After she hung up he walked down to the New York Deli and had a corned beef and sauerkraut sandwich on rye (with hot mustard), then stopped at Snowbound Books and bought a new text on the life of Crazy Horse by an Englishman and also, at the suggestion of the proprietor, a book of essays by the poet Gary Snyder called The Practice of the Wild. Poetry was very low on his list of interests but he liked the title and felt that he needed a break from history which after all tended to be a record of national bad habits.
On the walk home he was further irked by a thaw that made the snow soft and slushy. He had felt the warmer air from the south through the window in the middle of the night and left for Big Bay well before dawn. He had hoped to reach one of his brook trout spots back on the Yellow Dog Plains but the melting snow clung to his snowshoes and the going was hard. He returned to his vehicle and tried the Bushwhacker skis but had forgotten to buy a pole to replace the one that was missing. He got stuck in a melting drift and fell over sideways yelling “Goddamnit” to the natural world.
His habitual postlunch nap failed due to a recurrent problem with acid reflux and he didn’t need to taste the sandwich again. He had found some old vinyl records of Diane’s and thought that listening to Berlioz’s Requiem might elevate him but the old record player wasn’t quite up to speed and besides the music only elevated his melancholy over Diane.
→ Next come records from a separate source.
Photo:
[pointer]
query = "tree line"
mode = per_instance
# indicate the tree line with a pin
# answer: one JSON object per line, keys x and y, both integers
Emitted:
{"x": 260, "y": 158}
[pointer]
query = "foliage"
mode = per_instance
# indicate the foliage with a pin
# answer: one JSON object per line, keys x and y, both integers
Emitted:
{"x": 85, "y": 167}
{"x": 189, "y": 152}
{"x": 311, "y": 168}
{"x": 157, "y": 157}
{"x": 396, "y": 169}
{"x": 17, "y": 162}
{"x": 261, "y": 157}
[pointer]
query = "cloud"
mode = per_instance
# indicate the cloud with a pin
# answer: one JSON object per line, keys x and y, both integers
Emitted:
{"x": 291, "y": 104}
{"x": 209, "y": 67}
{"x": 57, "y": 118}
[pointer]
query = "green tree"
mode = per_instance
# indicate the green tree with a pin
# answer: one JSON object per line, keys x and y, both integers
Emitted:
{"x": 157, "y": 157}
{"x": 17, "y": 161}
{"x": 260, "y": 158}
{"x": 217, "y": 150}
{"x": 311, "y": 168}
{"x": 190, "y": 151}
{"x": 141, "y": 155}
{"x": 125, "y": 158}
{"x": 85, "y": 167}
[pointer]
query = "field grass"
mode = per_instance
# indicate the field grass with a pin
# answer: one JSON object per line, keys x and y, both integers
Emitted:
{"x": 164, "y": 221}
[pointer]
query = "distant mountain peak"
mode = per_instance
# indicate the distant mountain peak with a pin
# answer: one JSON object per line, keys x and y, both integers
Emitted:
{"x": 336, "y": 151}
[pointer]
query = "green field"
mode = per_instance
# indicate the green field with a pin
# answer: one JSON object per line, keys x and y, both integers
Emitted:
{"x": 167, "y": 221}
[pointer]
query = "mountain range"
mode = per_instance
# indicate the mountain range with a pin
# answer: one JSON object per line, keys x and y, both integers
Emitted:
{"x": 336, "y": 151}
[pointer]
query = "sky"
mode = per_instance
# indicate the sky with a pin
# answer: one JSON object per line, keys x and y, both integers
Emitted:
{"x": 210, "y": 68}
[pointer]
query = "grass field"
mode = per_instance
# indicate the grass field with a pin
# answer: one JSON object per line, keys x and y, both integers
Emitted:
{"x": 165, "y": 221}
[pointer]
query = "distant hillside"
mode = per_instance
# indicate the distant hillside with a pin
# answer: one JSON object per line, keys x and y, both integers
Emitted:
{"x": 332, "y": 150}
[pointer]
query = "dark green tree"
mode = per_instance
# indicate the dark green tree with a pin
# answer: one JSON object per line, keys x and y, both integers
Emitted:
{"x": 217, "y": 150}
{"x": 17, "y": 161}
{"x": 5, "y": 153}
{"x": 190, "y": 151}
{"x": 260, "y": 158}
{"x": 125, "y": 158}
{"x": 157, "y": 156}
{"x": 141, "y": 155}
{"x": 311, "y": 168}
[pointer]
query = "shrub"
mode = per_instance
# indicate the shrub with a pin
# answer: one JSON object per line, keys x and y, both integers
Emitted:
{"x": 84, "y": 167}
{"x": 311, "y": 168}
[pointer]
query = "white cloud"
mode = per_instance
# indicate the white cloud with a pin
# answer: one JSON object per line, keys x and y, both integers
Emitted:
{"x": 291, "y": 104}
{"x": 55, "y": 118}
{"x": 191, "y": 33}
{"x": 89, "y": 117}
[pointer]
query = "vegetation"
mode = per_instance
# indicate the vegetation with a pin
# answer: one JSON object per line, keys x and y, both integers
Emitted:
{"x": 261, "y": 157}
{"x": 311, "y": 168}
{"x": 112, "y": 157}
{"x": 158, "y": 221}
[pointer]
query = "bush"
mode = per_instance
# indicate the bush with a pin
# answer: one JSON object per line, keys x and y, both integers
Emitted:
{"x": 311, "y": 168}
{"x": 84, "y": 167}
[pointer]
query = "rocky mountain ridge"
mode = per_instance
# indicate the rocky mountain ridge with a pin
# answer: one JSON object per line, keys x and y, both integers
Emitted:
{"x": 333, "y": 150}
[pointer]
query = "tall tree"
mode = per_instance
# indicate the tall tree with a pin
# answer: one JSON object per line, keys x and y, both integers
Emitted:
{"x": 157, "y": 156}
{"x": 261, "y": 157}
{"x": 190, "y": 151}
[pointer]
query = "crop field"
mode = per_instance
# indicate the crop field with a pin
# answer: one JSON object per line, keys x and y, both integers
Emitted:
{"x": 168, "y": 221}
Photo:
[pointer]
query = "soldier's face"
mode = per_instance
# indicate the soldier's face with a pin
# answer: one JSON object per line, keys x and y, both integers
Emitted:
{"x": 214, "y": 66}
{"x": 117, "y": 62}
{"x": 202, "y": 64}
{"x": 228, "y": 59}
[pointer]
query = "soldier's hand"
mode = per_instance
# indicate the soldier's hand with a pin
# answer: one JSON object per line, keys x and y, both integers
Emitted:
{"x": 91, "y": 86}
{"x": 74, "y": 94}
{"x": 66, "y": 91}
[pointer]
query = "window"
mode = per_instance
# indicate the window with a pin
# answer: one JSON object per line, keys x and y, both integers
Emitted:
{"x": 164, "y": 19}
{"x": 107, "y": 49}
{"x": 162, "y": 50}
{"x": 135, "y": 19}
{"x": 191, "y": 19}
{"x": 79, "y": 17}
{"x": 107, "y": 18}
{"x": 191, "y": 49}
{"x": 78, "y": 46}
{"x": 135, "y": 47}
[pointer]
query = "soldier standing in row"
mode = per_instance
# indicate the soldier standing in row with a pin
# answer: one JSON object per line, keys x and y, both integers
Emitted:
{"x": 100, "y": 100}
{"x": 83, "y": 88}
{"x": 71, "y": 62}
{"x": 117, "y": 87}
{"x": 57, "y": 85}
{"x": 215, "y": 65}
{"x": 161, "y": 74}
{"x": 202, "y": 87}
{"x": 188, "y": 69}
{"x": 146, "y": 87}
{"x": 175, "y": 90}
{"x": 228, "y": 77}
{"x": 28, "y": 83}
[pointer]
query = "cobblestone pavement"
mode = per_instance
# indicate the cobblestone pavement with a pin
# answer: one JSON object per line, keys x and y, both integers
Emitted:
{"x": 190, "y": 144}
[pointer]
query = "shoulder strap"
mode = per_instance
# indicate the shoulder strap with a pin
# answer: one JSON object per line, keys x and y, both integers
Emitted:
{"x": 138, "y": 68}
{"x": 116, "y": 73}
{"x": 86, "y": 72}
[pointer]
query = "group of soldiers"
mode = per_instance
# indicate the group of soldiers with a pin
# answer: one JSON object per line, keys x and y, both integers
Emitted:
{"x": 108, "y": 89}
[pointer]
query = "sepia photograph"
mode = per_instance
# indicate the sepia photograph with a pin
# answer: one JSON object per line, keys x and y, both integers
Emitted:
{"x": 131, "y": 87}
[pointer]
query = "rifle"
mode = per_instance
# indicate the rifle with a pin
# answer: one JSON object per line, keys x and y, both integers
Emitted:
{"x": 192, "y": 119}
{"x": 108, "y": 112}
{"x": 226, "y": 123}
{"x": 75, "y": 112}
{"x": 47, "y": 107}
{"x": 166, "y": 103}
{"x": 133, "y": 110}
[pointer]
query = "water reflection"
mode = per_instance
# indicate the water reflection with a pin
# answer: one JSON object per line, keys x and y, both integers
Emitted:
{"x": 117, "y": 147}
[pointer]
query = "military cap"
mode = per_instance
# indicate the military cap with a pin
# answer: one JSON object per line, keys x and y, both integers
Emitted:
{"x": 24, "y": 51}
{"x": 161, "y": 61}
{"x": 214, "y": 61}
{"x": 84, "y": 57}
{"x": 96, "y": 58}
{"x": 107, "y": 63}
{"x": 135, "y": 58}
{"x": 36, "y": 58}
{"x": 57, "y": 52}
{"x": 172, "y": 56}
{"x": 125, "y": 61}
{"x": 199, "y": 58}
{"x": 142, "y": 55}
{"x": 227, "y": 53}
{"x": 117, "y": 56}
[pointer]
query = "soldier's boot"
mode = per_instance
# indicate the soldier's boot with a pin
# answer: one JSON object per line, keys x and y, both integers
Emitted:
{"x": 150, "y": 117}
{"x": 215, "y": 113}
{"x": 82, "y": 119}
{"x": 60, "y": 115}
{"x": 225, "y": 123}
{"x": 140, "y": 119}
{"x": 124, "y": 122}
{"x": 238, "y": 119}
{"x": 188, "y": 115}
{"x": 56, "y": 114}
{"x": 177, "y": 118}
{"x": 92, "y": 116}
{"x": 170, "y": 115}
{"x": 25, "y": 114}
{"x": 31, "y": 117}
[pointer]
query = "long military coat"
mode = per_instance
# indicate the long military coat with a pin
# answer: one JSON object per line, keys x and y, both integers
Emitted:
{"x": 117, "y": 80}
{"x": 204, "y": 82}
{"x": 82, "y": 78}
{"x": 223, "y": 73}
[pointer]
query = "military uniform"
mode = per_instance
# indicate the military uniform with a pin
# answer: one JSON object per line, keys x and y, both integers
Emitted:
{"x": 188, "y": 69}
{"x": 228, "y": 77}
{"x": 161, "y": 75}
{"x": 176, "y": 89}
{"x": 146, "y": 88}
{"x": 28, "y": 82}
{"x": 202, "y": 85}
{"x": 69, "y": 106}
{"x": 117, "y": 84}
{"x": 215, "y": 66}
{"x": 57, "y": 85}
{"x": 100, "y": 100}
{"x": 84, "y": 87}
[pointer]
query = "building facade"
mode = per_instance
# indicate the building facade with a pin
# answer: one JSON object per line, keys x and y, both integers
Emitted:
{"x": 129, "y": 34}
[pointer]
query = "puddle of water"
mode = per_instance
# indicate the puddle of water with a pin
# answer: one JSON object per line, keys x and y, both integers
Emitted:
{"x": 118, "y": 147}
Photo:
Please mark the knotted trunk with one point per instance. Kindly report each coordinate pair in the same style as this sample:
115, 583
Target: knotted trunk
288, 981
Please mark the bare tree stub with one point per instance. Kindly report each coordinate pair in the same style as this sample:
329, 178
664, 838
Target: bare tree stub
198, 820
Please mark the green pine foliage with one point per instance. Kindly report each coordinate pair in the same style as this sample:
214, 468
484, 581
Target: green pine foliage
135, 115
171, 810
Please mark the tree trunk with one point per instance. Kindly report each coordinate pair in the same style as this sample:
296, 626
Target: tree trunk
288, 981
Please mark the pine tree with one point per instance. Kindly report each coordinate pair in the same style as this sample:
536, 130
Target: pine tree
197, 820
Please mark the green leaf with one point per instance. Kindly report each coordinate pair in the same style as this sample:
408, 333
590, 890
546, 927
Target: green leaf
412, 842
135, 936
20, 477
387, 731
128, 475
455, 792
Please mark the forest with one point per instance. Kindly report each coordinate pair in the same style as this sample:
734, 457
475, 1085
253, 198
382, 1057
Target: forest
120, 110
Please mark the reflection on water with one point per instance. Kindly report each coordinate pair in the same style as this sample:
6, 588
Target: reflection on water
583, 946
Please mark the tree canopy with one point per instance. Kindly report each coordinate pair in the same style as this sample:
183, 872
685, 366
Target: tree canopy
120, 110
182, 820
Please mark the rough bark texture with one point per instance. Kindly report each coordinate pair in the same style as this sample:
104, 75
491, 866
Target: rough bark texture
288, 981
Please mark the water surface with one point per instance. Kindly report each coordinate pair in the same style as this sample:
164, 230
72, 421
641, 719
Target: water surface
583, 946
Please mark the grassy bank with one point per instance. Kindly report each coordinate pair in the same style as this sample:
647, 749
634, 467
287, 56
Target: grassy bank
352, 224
He decided on a midafternoon jolt of whiskey though he knew it was a mistake. He had seen the unpleasant television ad warning seniors about overdrinking. In the ad an old man had a beer while fishing in his rowboat but then gradually moved up to a six-pack, not a threatening amount to Sunderson. He lay down on the sofa with the obnoxious afternoon sun pouring down on him through the living room window, half dozing and praying to a god unknown for a December blizzard. His thoughts were errant. To wit, if there are ninety billion galaxies how many religions are in the universe? Could he make a beef stew like Diane did without fresh sage? Soon after their divorce he had neglected the heating element in her small greenhouse next to the garage and the herbs had all frozen. Mona had retrieved a science blog for him a few days earlier that claimed religion had a biological inception similar to our aesthetic perceptions. Even other mammals like cows and killer whales enjoyed Mozart. When they were in Florence and Diane had insisted on a three-hour walk through the Uffizi he had wondered about going that long without cigarettes but then had had goose bumps a half dozen times and had quite forgotten the existence of cigarettes. He came away convinced that art books were a hoax compared to the reverence of standing before the actual painting, a reverence ordinarily only elicited by the natural world. Was this religion? Probably.
Something like that since he had read the piece hastily. Unfortunately he slept for a few minutes and reclaimed the past by dreaming of Diane screaming close to his face, “I can’t live any longer with a man who sees the world through shit-stained glasses.” This happened the day before she left. She never swore so it truly got his attention, albeit tardily.
He was sweating and not from the sun through the window, which had disappeared. He pretended that the briefest of sobs was a hiccup and poured a very large whiskey, swallowing it in a couple of gulps. As an investigator he didn’t generally believe in suppressed memory but had not previously admitted this scream to himself.